Vince richtete den Finger wie eine Pistole auf sie, grinste breiter denn je zuvor, und Stephanie atmete erleichtert auf. Sicher war dies kein richtiger Unterricht, und die beiden Männer würden sie genauso gern mögen, wenn sie eine Antwort verpatzte, dennoch wollte sie sie unbedingt zufrieden stellen. Das hatte sie sonst nur bei ihren allerbesten Lehrern an der High School und am College gewollt. Bei den leidenschaftlichen, mitreißenden Lehrern.
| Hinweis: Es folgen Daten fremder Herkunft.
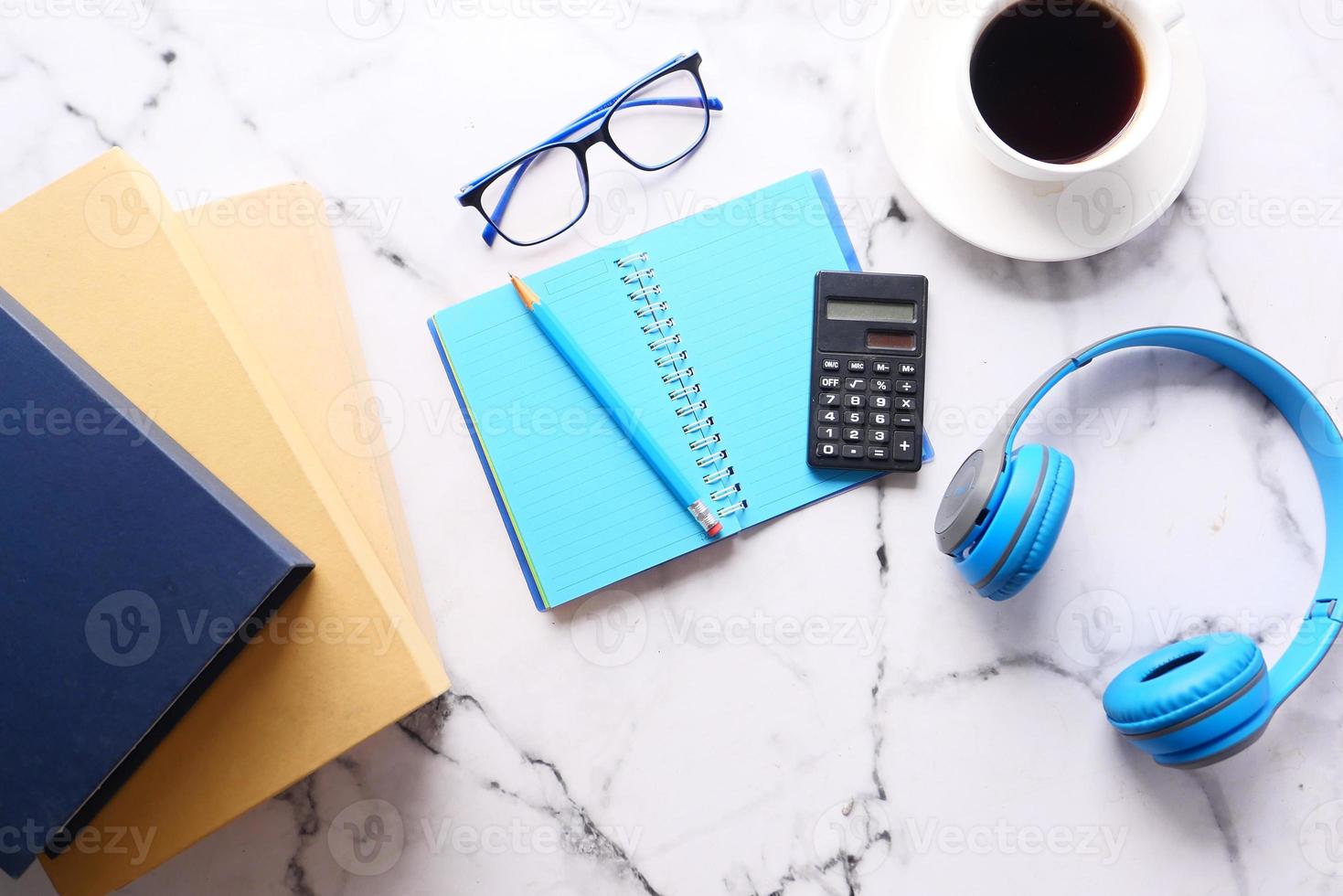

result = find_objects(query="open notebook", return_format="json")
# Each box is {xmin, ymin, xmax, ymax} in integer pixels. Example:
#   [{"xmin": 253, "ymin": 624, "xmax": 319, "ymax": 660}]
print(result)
[{"xmin": 430, "ymin": 172, "xmax": 931, "ymax": 610}]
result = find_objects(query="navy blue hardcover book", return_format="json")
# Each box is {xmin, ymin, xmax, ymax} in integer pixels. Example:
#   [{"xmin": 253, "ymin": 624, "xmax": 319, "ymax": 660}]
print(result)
[{"xmin": 0, "ymin": 290, "xmax": 313, "ymax": 877}]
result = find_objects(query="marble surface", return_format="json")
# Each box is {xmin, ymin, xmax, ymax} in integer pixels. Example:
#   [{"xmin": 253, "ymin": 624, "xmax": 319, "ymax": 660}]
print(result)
[{"xmin": 0, "ymin": 0, "xmax": 1343, "ymax": 896}]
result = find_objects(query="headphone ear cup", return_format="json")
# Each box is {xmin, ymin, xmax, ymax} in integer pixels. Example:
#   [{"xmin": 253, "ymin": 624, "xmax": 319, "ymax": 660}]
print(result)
[
  {"xmin": 957, "ymin": 444, "xmax": 1076, "ymax": 601},
  {"xmin": 1103, "ymin": 633, "xmax": 1272, "ymax": 768}
]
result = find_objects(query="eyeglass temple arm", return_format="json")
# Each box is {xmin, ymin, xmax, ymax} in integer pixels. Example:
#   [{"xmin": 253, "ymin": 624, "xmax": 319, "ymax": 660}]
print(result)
[{"xmin": 476, "ymin": 94, "xmax": 722, "ymax": 246}]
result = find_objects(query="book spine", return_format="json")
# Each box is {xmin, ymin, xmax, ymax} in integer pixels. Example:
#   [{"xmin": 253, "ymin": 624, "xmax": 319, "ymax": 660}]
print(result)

»Außerdem müssen die Leute im Grunde ihres Herzens überzeugt sein, dass sich die Geschichte auf eine bestimmte Weise zugetragen hat. Daran müssen sie wirklich tief und fest glauben«, ergänzte Dave. »Zum Beispiel die Pretty Lisa, die 1926 an den Felsen südlich von Dingle Nook auf Smack Island angeschwemmt wurde.«

»1927«, korrigierte Vince.

»Na gut, dann halt ’27, du Klugschwätzer, aber Teodore Riponeaux war noch an Bord, nur leider mausetot, und die anderen fünf waren verschwunden. Und obwohl es keine Blutspuren oder Anzeichen eines Kampfes gab, sind die Leute überzeugt, dass es Piraten waren. Man erzählt sich sogar, die Besatzung hätte eine Schatzkarte an Bord gehabt und vergrabenes Gold gefunden, aber der Schatz sei bewacht gewesen, sie hätten ihn nicht bekommen und so weiter und so fort.«

»Oder sie wären sich untereinander in die Haare geraten«, ergänzte Vince. »Das gehörte schon immer zu den beliebtesten Theorien über das Schicksal der Pretty Lisa. So ist es halt – manche Geschichten wollen erzählt und gehört werden. Hanratty war klug genug zu wissen, dass sein Redakteur diesen aufgewärmten Brei nicht annehmen würde.«

»Vielleicht in zehn Jahren noch mal«, vermutete Dave.

»Irgendwann ist alles Alte wieder neu. Das glaubst du vielleicht nicht, Steffi, aber es stimmt.«

»Doch, das glaube ich gerne«, sagte sie und dachte: Dieses Lied mit der Fähre, Tea for the Tillerman, von wem war das noch mal? Von Al Stewart oder Cat Stevens?

»Dann die Sache mit den Küstenlichtern«, fuhr Vince fort.

»Ich kann dir genau sagen, warum die Geschichte immer so beliebt war. Es existiert ein Foto. Es steckte wohl nichts anderes dahinter als die Lichter von Ellsworth, die von den niedrigen Wolken reflektiert wurden. So entstanden Kreise, die wie fliegende Untertassen aussahen. Jedenfalls steht unten im Bild die gesamte Kinderbaseballmannschaft von Hancock Lumber im Trikot und schaut in die Wolken.«

»Und ein kleiner Junge zeigt mit seinem Handschuh nach oben«, ergänzte Dave. »Das ist das i-Tüpfelchen. Die Leute betrachten das Foto und sagen sich: ›Mensch, das sind bestimmt Besucher aus dem Weltall, die sich mal kurz die berühmteste Freizeitbeschäftigung Amerikas ansehen wollen.‹ Dennoch: Es ist ein einzelnes unbekanntes Phänomen, bloß mit spektakulären Bildern, deshalb interessieren sich die Leute immer wieder dafür.«

»Nur nicht der Boston Globe«, warf Vince ein, »auch wenn ich vermute, dass er im Notfall drauf zurückgreifen würde.«

Die beiden Männer lachten so entspannt, wie es nur alte Freunde tun.